Across the lineup, there’s a muted sharpness to the driving experience; the Edge isn’t downright edgy in any drive respects, yet it’s precise and responsive. A new steering system really does give a precise, reassuring feel, tracking well straight-ahead, and taking a set into corners without fuss. The Sport model gets its own damper and spring rates, as well as rear monotube dampers, and standard 21-inch wheels, with 20s as an option—and for 2016 it adds adaptive steering, which should aid low-speed maneuverability while maintaining high-speed stability. Active noise cancellation actually leaves the Edge Sport the quieter one, among models, leaving you to hear the larger EcoBoost engine's off-cadence thrum.
In the absence of clever cargo-stowage tricks, the Edge feels very much like a vehicle designed more for people than gear. The seating position in front is rather high, yet it affords enough headroom above and offers a good view out over the hood. And in back, even with those front seats all the way back there’s enough legroom for long-legged adults. The only thing we would like to change about the Edge is its seating; both in front and in back, they're too short and flat. The basics of a great, versatile crossover wagon are all here, though, with small-item storage abundant and mostly well-designed, with a center-console pass-through and even a storage drawer to the left of the steering wheel.

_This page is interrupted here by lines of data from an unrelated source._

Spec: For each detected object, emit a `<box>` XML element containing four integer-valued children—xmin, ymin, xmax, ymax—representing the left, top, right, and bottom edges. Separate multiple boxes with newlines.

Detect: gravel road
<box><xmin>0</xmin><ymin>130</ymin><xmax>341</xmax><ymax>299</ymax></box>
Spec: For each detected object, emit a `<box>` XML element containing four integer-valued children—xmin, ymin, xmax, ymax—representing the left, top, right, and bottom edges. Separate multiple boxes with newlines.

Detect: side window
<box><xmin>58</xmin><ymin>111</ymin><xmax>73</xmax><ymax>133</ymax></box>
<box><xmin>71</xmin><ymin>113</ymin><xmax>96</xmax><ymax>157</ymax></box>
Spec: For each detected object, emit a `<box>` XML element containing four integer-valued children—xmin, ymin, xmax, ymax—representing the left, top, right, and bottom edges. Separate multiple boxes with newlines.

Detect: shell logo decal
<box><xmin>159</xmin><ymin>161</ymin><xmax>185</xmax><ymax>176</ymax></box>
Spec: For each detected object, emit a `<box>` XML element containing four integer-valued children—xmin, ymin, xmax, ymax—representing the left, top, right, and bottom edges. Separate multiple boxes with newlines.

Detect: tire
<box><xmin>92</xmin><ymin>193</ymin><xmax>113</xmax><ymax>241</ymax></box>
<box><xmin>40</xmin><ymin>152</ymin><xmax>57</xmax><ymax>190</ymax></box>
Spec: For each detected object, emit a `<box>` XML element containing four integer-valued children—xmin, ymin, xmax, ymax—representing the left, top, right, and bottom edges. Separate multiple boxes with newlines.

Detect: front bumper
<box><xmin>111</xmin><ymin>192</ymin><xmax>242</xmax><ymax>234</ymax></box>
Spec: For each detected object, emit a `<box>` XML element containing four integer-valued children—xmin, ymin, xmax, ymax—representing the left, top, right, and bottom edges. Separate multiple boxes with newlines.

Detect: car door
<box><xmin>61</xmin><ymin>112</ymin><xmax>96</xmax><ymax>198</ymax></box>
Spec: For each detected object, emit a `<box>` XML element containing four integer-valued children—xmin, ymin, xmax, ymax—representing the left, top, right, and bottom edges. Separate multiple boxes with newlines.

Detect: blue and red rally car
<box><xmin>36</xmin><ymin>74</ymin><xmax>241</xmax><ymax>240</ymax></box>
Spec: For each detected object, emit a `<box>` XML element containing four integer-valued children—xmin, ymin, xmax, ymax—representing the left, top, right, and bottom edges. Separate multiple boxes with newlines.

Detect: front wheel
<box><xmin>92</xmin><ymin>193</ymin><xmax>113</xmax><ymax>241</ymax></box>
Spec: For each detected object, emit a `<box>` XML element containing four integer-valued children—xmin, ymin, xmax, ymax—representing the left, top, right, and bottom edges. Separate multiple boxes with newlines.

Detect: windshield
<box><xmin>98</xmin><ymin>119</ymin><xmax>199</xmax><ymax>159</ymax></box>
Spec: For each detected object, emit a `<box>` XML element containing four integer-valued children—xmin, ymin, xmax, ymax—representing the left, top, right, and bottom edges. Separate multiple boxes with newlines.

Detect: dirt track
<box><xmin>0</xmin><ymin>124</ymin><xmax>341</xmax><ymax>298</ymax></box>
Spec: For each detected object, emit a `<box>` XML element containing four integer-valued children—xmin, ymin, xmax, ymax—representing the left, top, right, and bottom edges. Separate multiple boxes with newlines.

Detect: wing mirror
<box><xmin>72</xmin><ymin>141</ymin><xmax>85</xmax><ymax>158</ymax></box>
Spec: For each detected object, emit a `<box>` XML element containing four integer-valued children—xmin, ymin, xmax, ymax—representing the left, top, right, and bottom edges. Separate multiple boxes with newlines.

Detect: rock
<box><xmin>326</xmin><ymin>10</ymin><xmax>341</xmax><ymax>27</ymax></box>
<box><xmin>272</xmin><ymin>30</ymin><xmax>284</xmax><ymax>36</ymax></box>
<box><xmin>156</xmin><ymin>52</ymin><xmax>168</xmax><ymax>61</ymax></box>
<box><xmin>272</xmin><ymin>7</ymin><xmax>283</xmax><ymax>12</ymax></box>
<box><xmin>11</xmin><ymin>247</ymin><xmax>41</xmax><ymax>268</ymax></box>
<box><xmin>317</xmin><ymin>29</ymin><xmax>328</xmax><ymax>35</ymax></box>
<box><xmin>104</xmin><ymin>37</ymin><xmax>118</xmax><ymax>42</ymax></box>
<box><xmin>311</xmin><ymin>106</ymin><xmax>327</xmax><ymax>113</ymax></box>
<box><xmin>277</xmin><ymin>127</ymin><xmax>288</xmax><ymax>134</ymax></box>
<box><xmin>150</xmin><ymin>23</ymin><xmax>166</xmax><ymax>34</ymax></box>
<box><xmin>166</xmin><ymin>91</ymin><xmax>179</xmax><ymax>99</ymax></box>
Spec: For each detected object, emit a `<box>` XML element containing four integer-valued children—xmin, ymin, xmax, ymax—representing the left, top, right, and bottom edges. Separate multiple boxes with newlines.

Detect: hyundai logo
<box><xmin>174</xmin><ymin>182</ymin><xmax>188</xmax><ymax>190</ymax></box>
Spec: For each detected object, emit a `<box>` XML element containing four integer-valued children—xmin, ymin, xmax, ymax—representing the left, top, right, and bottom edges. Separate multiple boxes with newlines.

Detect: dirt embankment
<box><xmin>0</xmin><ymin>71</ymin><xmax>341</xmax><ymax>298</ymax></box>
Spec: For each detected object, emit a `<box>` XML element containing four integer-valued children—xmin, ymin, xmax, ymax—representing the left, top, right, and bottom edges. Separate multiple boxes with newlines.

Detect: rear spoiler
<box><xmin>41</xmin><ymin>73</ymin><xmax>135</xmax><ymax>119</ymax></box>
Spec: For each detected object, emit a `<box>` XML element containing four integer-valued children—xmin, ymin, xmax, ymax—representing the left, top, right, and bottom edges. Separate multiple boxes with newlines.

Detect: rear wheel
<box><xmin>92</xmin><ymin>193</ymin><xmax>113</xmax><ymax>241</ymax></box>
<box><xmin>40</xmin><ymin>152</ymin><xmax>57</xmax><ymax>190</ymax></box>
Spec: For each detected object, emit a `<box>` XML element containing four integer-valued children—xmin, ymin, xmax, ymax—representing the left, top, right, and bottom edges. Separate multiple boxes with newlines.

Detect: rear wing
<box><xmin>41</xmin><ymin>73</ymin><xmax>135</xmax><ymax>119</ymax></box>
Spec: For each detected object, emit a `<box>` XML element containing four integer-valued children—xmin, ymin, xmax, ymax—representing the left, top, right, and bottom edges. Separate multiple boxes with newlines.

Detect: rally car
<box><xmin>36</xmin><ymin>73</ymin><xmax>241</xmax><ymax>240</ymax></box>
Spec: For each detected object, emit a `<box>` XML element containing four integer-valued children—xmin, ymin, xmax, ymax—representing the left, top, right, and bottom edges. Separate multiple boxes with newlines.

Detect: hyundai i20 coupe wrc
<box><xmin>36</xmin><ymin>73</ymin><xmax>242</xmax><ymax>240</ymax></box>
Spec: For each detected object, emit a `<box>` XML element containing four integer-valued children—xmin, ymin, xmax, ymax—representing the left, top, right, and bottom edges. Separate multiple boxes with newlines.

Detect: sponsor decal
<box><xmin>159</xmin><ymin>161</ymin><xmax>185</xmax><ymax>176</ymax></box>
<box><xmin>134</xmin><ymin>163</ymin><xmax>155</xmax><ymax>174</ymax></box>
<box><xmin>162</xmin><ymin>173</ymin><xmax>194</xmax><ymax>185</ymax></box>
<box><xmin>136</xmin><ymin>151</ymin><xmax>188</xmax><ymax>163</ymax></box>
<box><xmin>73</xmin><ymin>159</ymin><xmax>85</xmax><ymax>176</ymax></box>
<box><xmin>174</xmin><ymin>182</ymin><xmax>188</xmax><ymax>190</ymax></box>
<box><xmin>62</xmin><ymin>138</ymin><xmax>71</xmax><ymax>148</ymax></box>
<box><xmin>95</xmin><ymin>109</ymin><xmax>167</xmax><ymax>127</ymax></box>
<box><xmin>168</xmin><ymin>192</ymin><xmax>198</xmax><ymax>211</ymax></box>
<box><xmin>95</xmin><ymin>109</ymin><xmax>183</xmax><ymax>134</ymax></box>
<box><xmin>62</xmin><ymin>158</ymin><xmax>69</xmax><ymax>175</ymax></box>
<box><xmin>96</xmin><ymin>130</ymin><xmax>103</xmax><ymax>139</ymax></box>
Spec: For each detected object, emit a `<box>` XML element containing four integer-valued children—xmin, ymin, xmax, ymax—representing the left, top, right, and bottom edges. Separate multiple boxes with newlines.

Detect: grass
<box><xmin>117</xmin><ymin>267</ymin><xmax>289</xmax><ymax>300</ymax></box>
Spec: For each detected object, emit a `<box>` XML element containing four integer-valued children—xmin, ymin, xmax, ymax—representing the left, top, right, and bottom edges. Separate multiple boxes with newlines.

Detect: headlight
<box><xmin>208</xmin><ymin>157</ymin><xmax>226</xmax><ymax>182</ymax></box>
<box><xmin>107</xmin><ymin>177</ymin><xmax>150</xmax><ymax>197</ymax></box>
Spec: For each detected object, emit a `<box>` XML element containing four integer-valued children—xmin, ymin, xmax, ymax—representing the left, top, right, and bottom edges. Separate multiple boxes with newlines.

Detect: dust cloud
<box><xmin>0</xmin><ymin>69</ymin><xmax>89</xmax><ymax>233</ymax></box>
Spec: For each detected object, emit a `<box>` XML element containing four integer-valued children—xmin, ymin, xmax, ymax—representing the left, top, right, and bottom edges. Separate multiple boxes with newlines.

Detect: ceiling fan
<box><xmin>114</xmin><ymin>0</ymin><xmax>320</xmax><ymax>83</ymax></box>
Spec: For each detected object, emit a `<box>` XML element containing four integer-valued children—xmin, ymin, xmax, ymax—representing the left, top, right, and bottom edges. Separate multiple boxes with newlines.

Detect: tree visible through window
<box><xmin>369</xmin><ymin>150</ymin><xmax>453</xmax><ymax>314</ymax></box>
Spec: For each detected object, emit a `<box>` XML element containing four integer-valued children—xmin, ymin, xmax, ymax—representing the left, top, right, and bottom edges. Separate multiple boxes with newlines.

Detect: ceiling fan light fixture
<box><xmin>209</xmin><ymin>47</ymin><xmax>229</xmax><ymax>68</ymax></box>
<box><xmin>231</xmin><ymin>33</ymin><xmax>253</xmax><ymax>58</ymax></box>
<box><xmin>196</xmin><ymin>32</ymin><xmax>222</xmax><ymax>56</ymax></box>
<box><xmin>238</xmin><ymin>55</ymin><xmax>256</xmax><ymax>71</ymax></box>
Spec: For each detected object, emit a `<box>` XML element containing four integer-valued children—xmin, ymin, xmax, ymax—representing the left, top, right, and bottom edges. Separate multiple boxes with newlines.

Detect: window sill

The Edge has fared well in safety tests, with top-tier results in all but the IIHS small overlap frontal test. It has a special airbag mounted in the glovebox frame, to help protect passenger knees, and available rear-seat inflatable seat belts. Bluetooth and a rearview camera are standard across the board, while available safety features include LED headlamps, forward-collision warnings, parking assist with perpendicular parking now factored in, and rear-seat inflatable seat belts.
The 2016 Ford Edge manages to credibly span the range from affordable family wagon to premium crossover in a way that the previous-generation Edge did not—and in a way that few, if any, other mainstream-brand rivals do. It comes in SE, SEL, Titanium, and Sport models, and our only caution points in the direction of pricing: If you want some of that great safety-tech, and some of the best tech features offered in the Edge, Ford pushes the bottom-line price way up. Many of the most desirable features in general—like the panoramic Vista Roof, a heated steering wheel, remote start, Active Park Assist, upgraded audio, and the inflatable belts—are reserved for the Titanium and Sport.
This year, Ford is subbing in a new Sync 3 infotainment system for much of the model lineup; with a true capacitive screen interface, streamlined menu system, and easier upgrades, we're anticipating that this will be a big step forward—especially in fully realizing the interior design of this new crossover.
Fuel economy ratings are good, but not as class-leading as you might guess given the EcoBoost badging. The 2.0-liter EcoBoost inline-4 engine is the base engine on the Edge for 2016, and it packs a long list of improvements made last year, such as a new twin-scroll turbocharger and a redesigned cylinder head. This engine earns 21 mpg city, 30 highway, 24 combined in front-wheel-drive form, or 20/28/23 mpg with all-wheel drive, according to the EPA.